'Klaus Kinski: Jesus Christ the Savior'
Plays at Yerba Buena Center on Sunday
The year before Werner Herzog shot his masterpiece "Aguirre, the Wrath of God," starring the volatile and fabulous Klaus Kinski in his most memorable and diabolical role, Kinski put on a raucous show in Berlin that has since gained legendary status.
Snippets of the 1971 Berlin performance were used in Herzog's illuminating and occasinally perverse documentary about his torturous personal and professional relationships with Kinski, "My Best Fiend." Perverse is the most apt word to describe scenes of Kinski's lunacy on the set of "Fitzcarraldo" in South America shown in the documentary.
Who can forget the sheer terror of his eyes in the scene in "My Best Fiend" on the boat where the crew is having a meal discussing responsibilities and whatnot with the Indians, only the Indian is not really talking about navigation and such. Herzog, in his droll narration explains that the Indian is actually offering to butcher him.

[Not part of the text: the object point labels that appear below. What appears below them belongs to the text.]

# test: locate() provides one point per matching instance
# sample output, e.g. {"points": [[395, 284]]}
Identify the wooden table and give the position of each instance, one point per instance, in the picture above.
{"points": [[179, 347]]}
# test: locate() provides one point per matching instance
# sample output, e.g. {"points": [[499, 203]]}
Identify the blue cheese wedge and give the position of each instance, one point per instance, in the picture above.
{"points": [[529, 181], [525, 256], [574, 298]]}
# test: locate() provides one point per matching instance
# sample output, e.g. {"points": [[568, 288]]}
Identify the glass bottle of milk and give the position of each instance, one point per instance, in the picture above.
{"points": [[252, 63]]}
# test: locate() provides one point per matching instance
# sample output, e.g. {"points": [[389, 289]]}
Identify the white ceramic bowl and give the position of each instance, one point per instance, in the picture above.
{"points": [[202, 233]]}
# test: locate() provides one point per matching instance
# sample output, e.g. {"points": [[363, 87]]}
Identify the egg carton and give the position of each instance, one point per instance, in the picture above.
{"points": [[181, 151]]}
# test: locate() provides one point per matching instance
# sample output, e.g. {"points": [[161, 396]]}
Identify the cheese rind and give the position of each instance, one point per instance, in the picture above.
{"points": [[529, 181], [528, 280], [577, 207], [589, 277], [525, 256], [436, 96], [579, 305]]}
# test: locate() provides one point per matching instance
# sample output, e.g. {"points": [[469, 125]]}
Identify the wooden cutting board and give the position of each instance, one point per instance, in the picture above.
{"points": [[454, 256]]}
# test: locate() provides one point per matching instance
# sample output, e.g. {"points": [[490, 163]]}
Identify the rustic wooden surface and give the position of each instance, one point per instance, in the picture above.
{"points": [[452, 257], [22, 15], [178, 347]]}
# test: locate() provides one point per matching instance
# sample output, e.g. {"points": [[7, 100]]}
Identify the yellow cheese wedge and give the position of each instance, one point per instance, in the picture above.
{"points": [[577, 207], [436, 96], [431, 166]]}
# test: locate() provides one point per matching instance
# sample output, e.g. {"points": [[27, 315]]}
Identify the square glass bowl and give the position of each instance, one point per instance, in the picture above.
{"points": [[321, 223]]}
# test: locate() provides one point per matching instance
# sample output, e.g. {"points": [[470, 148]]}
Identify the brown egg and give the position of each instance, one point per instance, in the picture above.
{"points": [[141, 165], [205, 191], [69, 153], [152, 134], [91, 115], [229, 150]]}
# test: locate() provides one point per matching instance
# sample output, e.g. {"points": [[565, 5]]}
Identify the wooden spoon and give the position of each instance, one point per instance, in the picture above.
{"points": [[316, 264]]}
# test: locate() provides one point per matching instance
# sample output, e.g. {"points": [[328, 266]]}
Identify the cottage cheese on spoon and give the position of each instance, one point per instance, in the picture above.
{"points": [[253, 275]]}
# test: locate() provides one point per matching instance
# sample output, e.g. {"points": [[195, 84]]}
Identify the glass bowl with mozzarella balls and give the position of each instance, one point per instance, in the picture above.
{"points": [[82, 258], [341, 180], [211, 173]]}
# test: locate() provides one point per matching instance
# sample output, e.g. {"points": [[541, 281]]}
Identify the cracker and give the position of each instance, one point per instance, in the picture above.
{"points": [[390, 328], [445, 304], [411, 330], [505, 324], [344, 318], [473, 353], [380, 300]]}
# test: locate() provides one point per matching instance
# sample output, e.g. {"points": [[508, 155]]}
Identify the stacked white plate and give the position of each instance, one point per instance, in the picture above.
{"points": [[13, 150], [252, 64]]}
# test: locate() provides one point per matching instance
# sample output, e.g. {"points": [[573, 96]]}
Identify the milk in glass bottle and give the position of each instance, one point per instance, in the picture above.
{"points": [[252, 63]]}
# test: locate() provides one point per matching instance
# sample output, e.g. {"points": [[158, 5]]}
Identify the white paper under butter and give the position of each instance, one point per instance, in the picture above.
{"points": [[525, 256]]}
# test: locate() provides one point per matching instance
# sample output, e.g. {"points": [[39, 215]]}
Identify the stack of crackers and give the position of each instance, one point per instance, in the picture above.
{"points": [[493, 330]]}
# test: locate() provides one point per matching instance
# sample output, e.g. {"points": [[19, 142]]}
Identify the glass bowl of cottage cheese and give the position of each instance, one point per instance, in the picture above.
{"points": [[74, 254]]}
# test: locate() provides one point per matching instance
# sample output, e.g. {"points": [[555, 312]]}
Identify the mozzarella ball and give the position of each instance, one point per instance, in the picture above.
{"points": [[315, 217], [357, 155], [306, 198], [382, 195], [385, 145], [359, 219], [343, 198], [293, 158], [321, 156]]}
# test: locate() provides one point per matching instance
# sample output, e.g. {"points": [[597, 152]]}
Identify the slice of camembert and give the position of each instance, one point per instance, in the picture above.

When I saw that documentary for the second time at the Castro theater, I thought what a treat it would be for cineastes around the world to see more footage of that tumultuous 1971 show, when Kinski was in his prime. Let's get real here. He certainly was not a classic, good-looking film actor. But his face was made to be captured on celluloid.
My prayers were answered. There is a film of the Berlin performance called "Klaus Kinski: Jesus Christ the Savior" and it's showing on Sunday at 2 PM at the Yerba Buena Center for the Arts. Here's the center's description of what we'll see:
Notorious German actor Klaus Kinski is Jesus in this long-lost one-man show recorded in Berlin in 1971. Kinski, as always, is completely unhinged. Almost immediately the hecklers start in, pushing him into a rage. You have never seen anything like this before, a riveting document of one man vs an audience of 5,000. And despite the chaos, Kinski somehow manages to convey the severe, uncompromising, and truly radical ideas of some of Christ's teachings.
He surely didn't need much to force him into a rage and he could have easily withstood a hostile crowd of 50,000. I can't wait to watch Kinski in his element.